What makes this interesting is that Edison Chouest and its affiliated companies were at the vanguard of the legal fight to overturn the moratorium. Chouest companies were among the first to warn of dire economic impacts the moratorium would have on south Louisiana and the Gulf Coast.
With the evidence of the hoax mounting and the support for it collapsing, the next question becomes one of what should happen to those who perpetrated this hoax?
The 12,000 or so people who attended the Rally for Economic Survival in Lafayette were victims of this hoax. The hoax was essential to the ability of rally supporters to get that many people to show up. The cooked numbers on the potential impact coming from supposedly reliable sources figured prominently in Judge Feldman's ruling against the moratorium. They figured prominently in the Greater Lafayette Chamber of Commerce's drive to make the rally a matter of community unity and pride.
Those numbers completely bamboozled the mainstream media in Lafayette and across the state — from the Times-Picayune to Gannett to The Advocate, as well as local television and radio stations. Many of these outlets not only supported calls to end the moratorium, they also abandoned critical thinking in assessing the claims made by those opposing the moratorium.
Finally, Governor Bobby Jindal's role in this matter must by officially examined.
The Governor put Scott Angelle on the task of whipping public opposition against the moratorium, but Jindal was acting to defend his deep-pocketed backers in the oil service sector, starting with Gary Chouest and Donald Bollinger. Jindal was rallying for his political survival before the economic case could be cooked up.
The governor ordered the state to intervene in the the court hearings over the moratorium, filing an amicus brief on June 20. In that brief, the state claimed unequivocally:
Because of the moratorium, many thousands of Louisiana workers have lost their employment and many more are at risk of losing it in the near future."Those "many thousands of Louisiana workers" have never shown up anywhere other than the Jindal's amicus brief and in the now discredited claims of those who used the fear of those job losses to fan opposition to the moratorium, the President and to Democrats.

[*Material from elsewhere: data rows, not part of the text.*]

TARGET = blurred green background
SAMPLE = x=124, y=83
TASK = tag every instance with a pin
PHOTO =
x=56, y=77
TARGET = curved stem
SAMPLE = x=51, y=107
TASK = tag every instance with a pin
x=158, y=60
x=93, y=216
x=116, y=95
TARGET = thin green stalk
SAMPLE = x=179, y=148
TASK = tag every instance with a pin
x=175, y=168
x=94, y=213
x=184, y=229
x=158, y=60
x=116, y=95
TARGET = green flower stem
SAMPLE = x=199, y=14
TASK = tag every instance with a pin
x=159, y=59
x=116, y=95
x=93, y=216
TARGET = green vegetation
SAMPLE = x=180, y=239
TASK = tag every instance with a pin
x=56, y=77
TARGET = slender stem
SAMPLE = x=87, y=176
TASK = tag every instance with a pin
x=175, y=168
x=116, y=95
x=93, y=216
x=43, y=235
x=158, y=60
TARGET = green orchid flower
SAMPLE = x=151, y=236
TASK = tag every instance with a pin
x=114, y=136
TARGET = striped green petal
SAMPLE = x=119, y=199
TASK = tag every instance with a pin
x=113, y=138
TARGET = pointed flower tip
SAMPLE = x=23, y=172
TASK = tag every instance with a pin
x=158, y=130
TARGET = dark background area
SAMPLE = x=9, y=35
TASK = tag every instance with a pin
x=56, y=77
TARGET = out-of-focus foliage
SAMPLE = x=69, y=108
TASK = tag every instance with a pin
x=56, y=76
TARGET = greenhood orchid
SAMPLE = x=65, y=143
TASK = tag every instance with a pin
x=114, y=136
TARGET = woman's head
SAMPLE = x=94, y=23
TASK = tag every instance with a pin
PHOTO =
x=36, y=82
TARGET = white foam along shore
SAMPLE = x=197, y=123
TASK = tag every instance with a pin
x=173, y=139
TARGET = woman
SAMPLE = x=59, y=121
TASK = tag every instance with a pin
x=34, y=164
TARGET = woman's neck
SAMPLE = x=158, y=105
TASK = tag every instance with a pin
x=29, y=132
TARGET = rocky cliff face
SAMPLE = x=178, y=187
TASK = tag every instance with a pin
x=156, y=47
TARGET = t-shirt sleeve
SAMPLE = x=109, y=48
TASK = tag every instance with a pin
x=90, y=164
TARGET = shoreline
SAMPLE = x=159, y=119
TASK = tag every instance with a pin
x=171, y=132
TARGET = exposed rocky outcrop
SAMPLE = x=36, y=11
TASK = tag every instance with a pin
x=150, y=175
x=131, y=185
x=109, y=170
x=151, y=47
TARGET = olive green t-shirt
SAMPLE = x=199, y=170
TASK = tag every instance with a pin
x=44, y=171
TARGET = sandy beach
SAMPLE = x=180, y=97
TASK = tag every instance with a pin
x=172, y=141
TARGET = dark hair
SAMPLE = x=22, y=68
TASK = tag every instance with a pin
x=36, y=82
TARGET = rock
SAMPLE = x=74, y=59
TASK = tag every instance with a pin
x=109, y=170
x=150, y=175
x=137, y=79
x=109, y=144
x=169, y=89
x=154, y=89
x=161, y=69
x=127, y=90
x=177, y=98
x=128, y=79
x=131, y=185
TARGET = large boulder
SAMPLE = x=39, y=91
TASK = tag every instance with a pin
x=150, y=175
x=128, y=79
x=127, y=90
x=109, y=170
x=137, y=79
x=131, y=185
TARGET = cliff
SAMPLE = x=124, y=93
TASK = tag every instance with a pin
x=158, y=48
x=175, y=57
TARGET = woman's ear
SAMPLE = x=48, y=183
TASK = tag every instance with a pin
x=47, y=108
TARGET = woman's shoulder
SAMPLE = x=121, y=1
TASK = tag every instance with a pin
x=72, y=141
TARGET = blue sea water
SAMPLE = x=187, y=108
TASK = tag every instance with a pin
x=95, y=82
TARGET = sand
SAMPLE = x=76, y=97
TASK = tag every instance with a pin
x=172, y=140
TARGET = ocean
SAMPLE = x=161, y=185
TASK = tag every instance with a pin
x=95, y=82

Former Insurance Commissioner Jim Brown went to prison for allegedly lying to an FBI agent in an interview, yet the agent never had to present any proof of the alleged lie in court. Former Illinois Governor Rod Blagojevich was recently convicted on a single count of lying to federal agents.
Can the Governor of Louisiana order his attorneys to lie to a federal judge in writing through brief filed in a court with impunity?
Where did that jobs loss claim come from? It certainly appeared to figure prominently in Judge Feldman's ruling against the moratorium. That lie is a central thread in the entire hoax. It first appeared publicly in Jindal's brief.
Someone needs to discover its origins.
The road to accountability begins with piercing the Governor's bubble of secrecy.